The flood of negative figures has led European markets to lose ground and forced analysts to revise growth forecasts for the EZ. The main European indexes registered falls close to 1.5% and most economists downgraded expectations for Q3. The most optimistic foresee a 0.1% growth whereas more gloomy forecasters estimate a figure of 0% or worse.
The decline in confidence has been significant in Germany (1.1% points), The Netherlands (1.2%), France (1.6%), while sentiment rose slightly in Italy (0.1%), the other economy driving the EZ. Bucking the trend Spain showed a 1.3% improvement in September, although its confidence index remains below the EZ average (84.1 points).
The survey demonstrates a notable and worrying fall of industrial sector confidence, which began in the first months of the year due to deterioration in exports. Worse still, this drop in confidence now appears to have spread to the financial and services sector. Construction stands out as the only sector that is improving.

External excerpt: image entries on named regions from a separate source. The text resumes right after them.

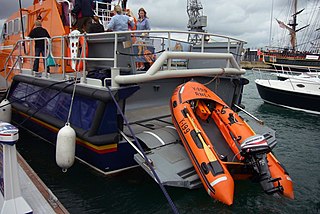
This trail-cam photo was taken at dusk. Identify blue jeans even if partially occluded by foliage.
[33,48,50,73]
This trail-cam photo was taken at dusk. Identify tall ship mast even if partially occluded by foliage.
[260,0,320,71]
[187,0,207,43]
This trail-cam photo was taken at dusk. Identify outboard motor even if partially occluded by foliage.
[240,135,283,194]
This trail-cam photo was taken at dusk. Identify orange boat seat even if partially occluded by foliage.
[196,101,211,120]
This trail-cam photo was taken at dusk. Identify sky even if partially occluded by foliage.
[0,0,319,49]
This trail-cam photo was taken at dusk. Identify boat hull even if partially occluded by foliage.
[171,81,294,205]
[256,80,320,114]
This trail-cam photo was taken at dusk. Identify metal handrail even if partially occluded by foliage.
[8,30,245,87]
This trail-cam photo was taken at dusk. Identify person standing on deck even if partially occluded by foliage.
[136,8,151,70]
[29,20,51,73]
[72,0,93,33]
[108,5,134,31]
[137,8,151,33]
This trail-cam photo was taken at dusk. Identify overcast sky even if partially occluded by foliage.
[0,0,320,48]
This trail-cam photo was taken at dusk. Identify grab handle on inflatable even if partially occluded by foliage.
[185,110,217,162]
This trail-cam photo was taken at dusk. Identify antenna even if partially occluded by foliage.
[187,0,207,43]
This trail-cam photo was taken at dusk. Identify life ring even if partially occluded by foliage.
[143,49,155,66]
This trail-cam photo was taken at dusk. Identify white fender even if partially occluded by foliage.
[56,124,76,172]
[0,99,11,123]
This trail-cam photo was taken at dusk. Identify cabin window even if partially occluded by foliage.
[13,19,20,34]
[12,82,98,130]
[297,84,305,88]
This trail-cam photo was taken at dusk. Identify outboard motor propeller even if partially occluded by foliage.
[240,135,283,194]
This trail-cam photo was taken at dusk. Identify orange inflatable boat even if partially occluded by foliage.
[170,81,294,205]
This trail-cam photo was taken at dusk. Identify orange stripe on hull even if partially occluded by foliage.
[13,109,118,154]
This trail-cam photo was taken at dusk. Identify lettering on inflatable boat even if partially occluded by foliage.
[192,87,210,97]
[179,118,190,134]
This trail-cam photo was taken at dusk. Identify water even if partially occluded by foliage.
[18,71,320,214]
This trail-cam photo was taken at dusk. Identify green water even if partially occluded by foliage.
[18,71,320,214]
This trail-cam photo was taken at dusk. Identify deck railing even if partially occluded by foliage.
[4,30,245,87]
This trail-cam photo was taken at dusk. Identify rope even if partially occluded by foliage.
[106,85,179,214]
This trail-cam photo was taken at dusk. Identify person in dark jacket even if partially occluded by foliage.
[29,20,51,73]
[71,0,93,33]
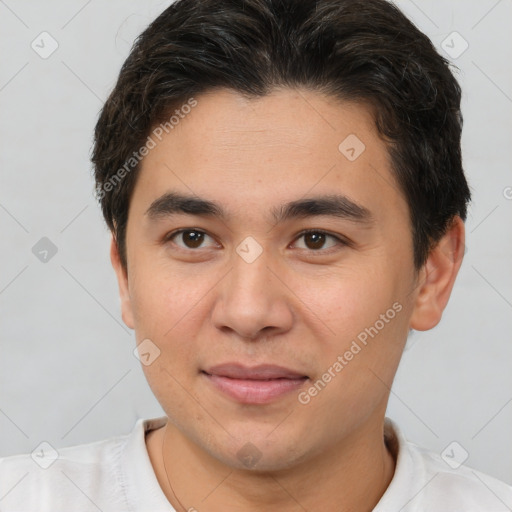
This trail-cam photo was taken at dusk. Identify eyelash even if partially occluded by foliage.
[164,228,352,255]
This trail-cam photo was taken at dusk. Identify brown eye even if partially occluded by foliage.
[297,230,346,252]
[167,229,216,249]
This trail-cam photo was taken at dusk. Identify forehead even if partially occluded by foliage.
[134,89,405,224]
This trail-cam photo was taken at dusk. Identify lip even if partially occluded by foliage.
[202,363,308,404]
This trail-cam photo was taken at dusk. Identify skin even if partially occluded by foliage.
[111,89,464,512]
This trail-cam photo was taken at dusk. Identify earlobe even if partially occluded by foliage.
[409,216,465,331]
[110,235,134,329]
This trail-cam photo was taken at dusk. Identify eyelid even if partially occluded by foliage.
[163,227,353,254]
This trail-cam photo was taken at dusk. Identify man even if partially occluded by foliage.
[0,0,512,512]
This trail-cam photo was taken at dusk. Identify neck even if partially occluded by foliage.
[146,421,395,512]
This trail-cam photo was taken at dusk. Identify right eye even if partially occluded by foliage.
[165,228,219,250]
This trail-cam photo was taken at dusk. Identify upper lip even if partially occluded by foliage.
[204,363,307,380]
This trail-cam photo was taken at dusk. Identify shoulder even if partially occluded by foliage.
[0,435,128,512]
[374,418,512,512]
[414,443,512,512]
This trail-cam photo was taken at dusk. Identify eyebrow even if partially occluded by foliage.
[146,192,373,224]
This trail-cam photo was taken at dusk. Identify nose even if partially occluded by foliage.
[212,243,293,340]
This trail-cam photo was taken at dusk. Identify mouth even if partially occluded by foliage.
[201,363,309,404]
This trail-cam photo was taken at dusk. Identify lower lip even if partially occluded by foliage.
[204,373,308,404]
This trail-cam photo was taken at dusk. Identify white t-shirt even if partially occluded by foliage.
[0,416,512,512]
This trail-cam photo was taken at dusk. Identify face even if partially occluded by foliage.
[112,89,452,470]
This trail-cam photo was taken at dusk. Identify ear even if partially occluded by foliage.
[110,235,134,329]
[409,216,465,331]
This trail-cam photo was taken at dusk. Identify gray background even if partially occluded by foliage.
[0,0,512,484]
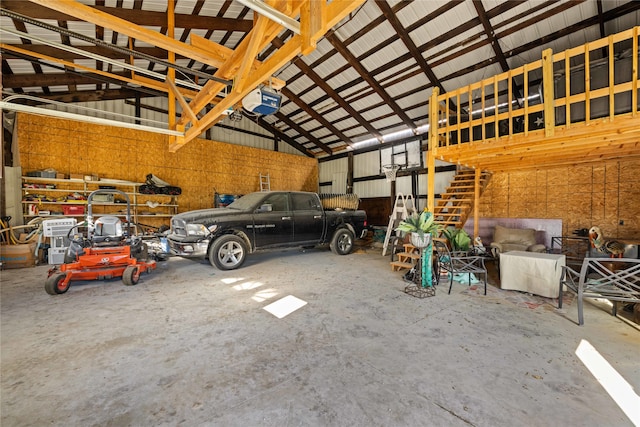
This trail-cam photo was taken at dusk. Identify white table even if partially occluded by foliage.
[500,251,566,298]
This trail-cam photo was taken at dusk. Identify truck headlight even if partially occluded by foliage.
[187,224,209,236]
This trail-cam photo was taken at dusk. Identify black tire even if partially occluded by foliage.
[209,234,248,270]
[44,274,71,295]
[122,265,140,286]
[329,228,353,255]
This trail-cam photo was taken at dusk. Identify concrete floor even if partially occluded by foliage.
[0,249,640,426]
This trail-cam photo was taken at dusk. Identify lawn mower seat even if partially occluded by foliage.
[91,216,126,246]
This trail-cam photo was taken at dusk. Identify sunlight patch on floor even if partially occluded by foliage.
[264,295,307,319]
[576,340,640,426]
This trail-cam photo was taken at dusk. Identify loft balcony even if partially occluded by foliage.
[428,27,640,172]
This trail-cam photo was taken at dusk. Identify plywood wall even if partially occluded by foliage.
[480,161,640,239]
[18,114,318,212]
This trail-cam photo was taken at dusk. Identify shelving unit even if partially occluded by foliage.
[22,176,178,229]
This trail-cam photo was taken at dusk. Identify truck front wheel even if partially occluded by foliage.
[209,234,247,270]
[329,228,353,255]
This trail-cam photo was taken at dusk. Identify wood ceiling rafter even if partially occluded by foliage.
[2,0,640,162]
[169,0,364,151]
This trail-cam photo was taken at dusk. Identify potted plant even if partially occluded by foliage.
[396,209,442,248]
[442,227,471,252]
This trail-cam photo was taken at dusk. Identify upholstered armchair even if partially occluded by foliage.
[489,225,547,259]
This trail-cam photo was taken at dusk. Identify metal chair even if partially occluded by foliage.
[433,240,488,295]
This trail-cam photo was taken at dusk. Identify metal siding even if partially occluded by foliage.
[353,150,380,178]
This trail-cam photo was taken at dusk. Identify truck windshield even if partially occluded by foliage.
[227,193,267,211]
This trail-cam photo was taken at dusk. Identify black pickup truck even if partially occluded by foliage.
[168,191,367,270]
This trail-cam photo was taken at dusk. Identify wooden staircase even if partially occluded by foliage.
[433,168,491,228]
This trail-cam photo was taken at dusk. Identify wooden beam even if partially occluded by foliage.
[300,0,327,56]
[0,43,193,98]
[29,0,228,67]
[169,0,364,151]
[540,49,556,137]
[233,10,269,92]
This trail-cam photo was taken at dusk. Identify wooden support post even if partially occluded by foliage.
[427,87,438,212]
[473,168,482,239]
[542,49,556,137]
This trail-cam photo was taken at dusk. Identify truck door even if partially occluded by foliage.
[253,193,293,248]
[291,193,324,243]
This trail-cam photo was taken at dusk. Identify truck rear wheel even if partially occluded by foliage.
[329,228,353,255]
[209,234,247,270]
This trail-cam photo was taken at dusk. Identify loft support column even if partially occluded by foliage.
[427,87,440,212]
[542,49,556,137]
[347,152,353,194]
[473,168,482,239]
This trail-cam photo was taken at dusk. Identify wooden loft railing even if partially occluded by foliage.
[427,27,640,218]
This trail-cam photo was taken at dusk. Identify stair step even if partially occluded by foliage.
[391,261,413,271]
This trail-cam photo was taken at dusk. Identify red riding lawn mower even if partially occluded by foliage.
[44,189,156,295]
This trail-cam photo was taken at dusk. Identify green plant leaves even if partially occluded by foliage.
[396,210,442,238]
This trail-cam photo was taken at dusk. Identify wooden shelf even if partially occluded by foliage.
[22,176,179,226]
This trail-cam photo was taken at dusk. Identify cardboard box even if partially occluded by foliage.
[0,243,36,268]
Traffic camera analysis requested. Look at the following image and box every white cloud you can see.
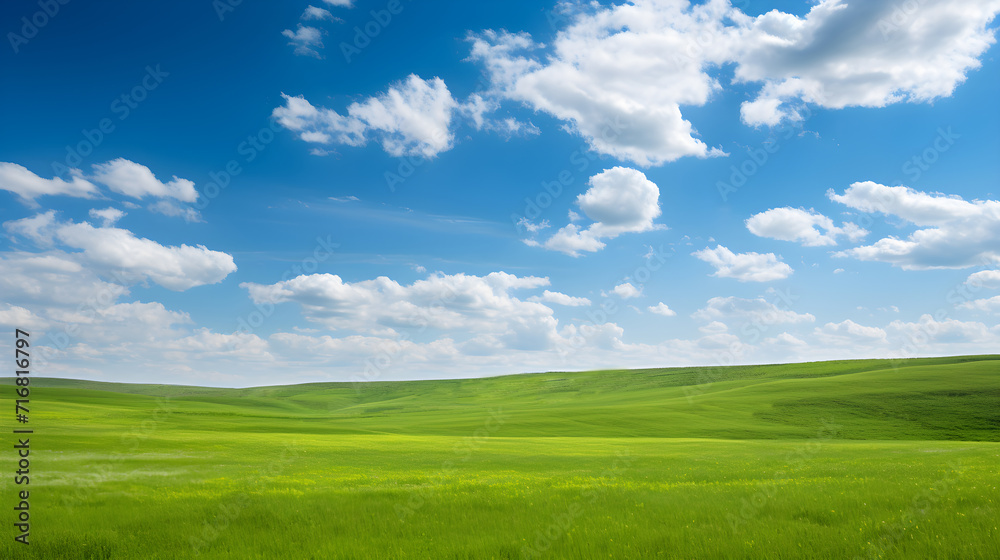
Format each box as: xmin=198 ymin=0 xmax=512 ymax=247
xmin=965 ymin=270 xmax=1000 ymax=289
xmin=88 ymin=208 xmax=125 ymax=227
xmin=0 ymin=162 xmax=98 ymax=207
xmin=92 ymin=158 xmax=198 ymax=202
xmin=281 ymin=24 xmax=329 ymax=58
xmin=240 ymin=272 xmax=557 ymax=349
xmin=698 ymin=321 xmax=729 ymax=334
xmin=612 ymin=282 xmax=642 ymax=299
xmin=273 ymin=74 xmax=458 ymax=157
xmin=887 ymin=314 xmax=1000 ymax=348
xmin=746 ymin=207 xmax=868 ymax=247
xmin=764 ymin=332 xmax=809 ymax=348
xmin=147 ymin=200 xmax=202 ymax=222
xmin=4 ymin=211 xmax=236 ymax=291
xmin=300 ymin=6 xmax=339 ymax=20
xmin=731 ymin=0 xmax=1000 ymax=125
xmin=647 ymin=301 xmax=677 ymax=317
xmin=691 ymin=296 xmax=816 ymax=325
xmin=815 ymin=319 xmax=886 ymax=346
xmin=827 ymin=181 xmax=1000 ymax=270
xmin=527 ymin=167 xmax=660 ymax=257
xmin=959 ymin=296 xmax=1000 ymax=315
xmin=471 ymin=2 xmax=726 ymax=166
xmin=0 ymin=303 xmax=48 ymax=331
xmin=528 ymin=290 xmax=590 ymax=307
xmin=470 ymin=0 xmax=1000 ymax=165
xmin=691 ymin=245 xmax=794 ymax=282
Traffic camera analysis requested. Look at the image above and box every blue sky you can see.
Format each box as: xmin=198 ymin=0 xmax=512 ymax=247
xmin=0 ymin=0 xmax=1000 ymax=386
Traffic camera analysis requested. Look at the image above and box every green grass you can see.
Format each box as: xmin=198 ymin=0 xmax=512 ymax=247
xmin=0 ymin=356 xmax=1000 ymax=559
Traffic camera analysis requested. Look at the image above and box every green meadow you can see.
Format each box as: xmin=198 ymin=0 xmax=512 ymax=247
xmin=0 ymin=356 xmax=1000 ymax=560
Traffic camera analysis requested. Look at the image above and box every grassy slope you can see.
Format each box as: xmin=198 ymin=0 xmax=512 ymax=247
xmin=11 ymin=356 xmax=1000 ymax=441
xmin=0 ymin=356 xmax=1000 ymax=560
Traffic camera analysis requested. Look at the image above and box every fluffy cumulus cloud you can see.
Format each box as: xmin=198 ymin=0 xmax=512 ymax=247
xmin=281 ymin=24 xmax=330 ymax=58
xmin=92 ymin=158 xmax=198 ymax=202
xmin=4 ymin=210 xmax=236 ymax=291
xmin=612 ymin=282 xmax=642 ymax=299
xmin=731 ymin=0 xmax=1000 ymax=125
xmin=471 ymin=2 xmax=736 ymax=165
xmin=528 ymin=290 xmax=590 ymax=307
xmin=471 ymin=0 xmax=1000 ymax=165
xmin=525 ymin=167 xmax=660 ymax=257
xmin=815 ymin=319 xmax=886 ymax=346
xmin=240 ymin=272 xmax=556 ymax=344
xmin=88 ymin=208 xmax=125 ymax=227
xmin=959 ymin=296 xmax=1000 ymax=315
xmin=273 ymin=74 xmax=459 ymax=157
xmin=886 ymin=314 xmax=1000 ymax=346
xmin=648 ymin=301 xmax=677 ymax=317
xmin=746 ymin=207 xmax=868 ymax=247
xmin=300 ymin=6 xmax=337 ymax=20
xmin=0 ymin=162 xmax=98 ymax=206
xmin=691 ymin=296 xmax=816 ymax=326
xmin=692 ymin=245 xmax=794 ymax=282
xmin=965 ymin=270 xmax=1000 ymax=289
xmin=828 ymin=181 xmax=1000 ymax=270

Experts forecast a slowing in the decline of exports thanks to Euro fall 10 bpdown EUR/USD since last June. The latest index release coincides with ECB President Mario Draghi´s pessimistic messages regarding EZ recovery. From “low inflation problems” we now have drastic action planned from the central bank, who will also seek structural reforms before moving ahead with fiscal incentives from governments.
The worsening landscape across the EZ compelled Spanish Finance Minister Luis de Guindos to alter his speech. From “Spain is the European economy growing the most” to “Spain is not immune to EZ slowing down”. Everything suggests the Government might soon cut back its GDP growth forecasts.